Anyway, they insist on going to trial, and Rossotti takes the stand and starts lying like a rug. They have no idea we've got the documents. Or Holbrook in a hotel room. We finally bring in Holbrook to testify, and it's all over the minute he opens his mouth. As soon as he finished, I put my family on a boat for Italy, because I knew we couldn't lose. Three days out to sea, we get confirmation of the judge's verdict.Why did I want my son along? So he could see how a man risks everything when he gets too greedy.
(JP)
Cleghorn Container Co., the carton manufacturer that Pellegrino purchased, was one of several small -- and struggling -- concerns that Pellegrino would bring under the Prince corporate umbrella during the '50s and '60s. In 1956, Joe hired Armond Giarrusso, a former Internal Revenue Service man whose parents had come over from Italy and gone to work in the Lowell textile mills. Together the two men began traveling the country, looking for acquisition targets that might expand Prince's distribution channels or vertically integrate its supply lines. Relying on their own industry intelligence, they worked alone: no investment bankers, no high-priced analysts drafting colored charts.
"The first month I was here," says Giarrusso, "I was on the road 22 days. We went to St. Louis first, where we tried to buy the old Viviano Macaroni Co. After that came Roselli Foods of New Jersey, the first successful deal we made. All these negotiations were owner-to-owner and face-to-face. If JP didn't get his point across the first time, he kept presevering, but he left all the accounting and tax aspects to me. We never even took an attorney with us."
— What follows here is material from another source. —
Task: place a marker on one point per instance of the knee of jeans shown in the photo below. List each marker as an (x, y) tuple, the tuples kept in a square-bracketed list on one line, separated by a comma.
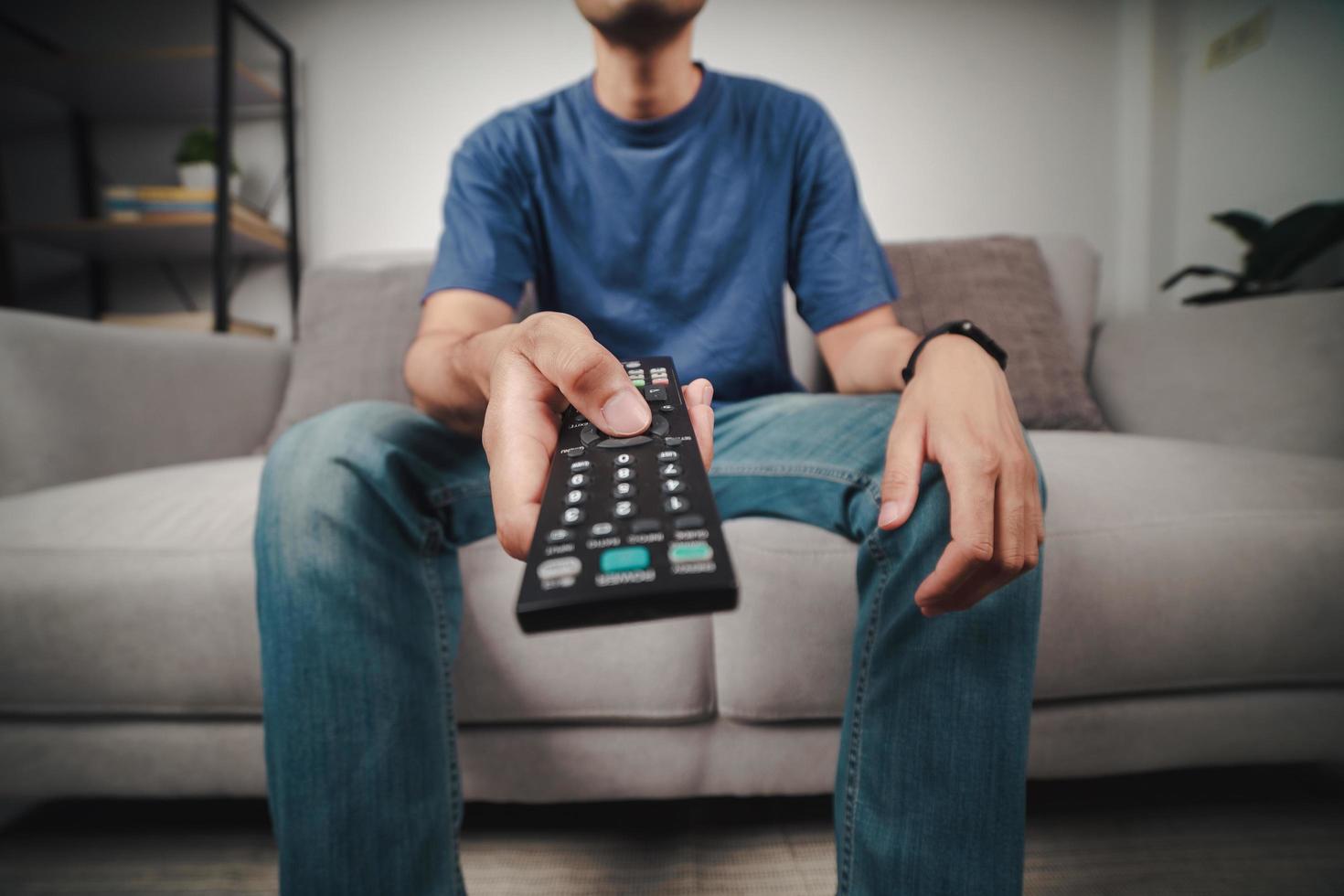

The string of acquisitions made by Prince during this era -- Meisenzahl Macaroni in Rochester, N.Y.; Cardinale Macaroni in Brooklyn, N.Y.; Roma Macaroni in Chicago; Michigan Macaroni, a Detroit franchisor; and others -- represented the company's first crude attempts to push its name beyond New England and establish it in the national marketplace. The results of this strategy were mixed at best. Meisenzahl's market share, for instance, dwindled significantly once Prince converted the product to its own label, a testament to the tenacity of regional brand loyalty. Then, too, many of the deals were paid for partly with Prince stock, which created a growing constituency of shareholders among the acquired companies' owners. Furthermore, because these companies had their own arcane management and accounting procedures, they strained the managerial capacity of the home office almost to the breaking point.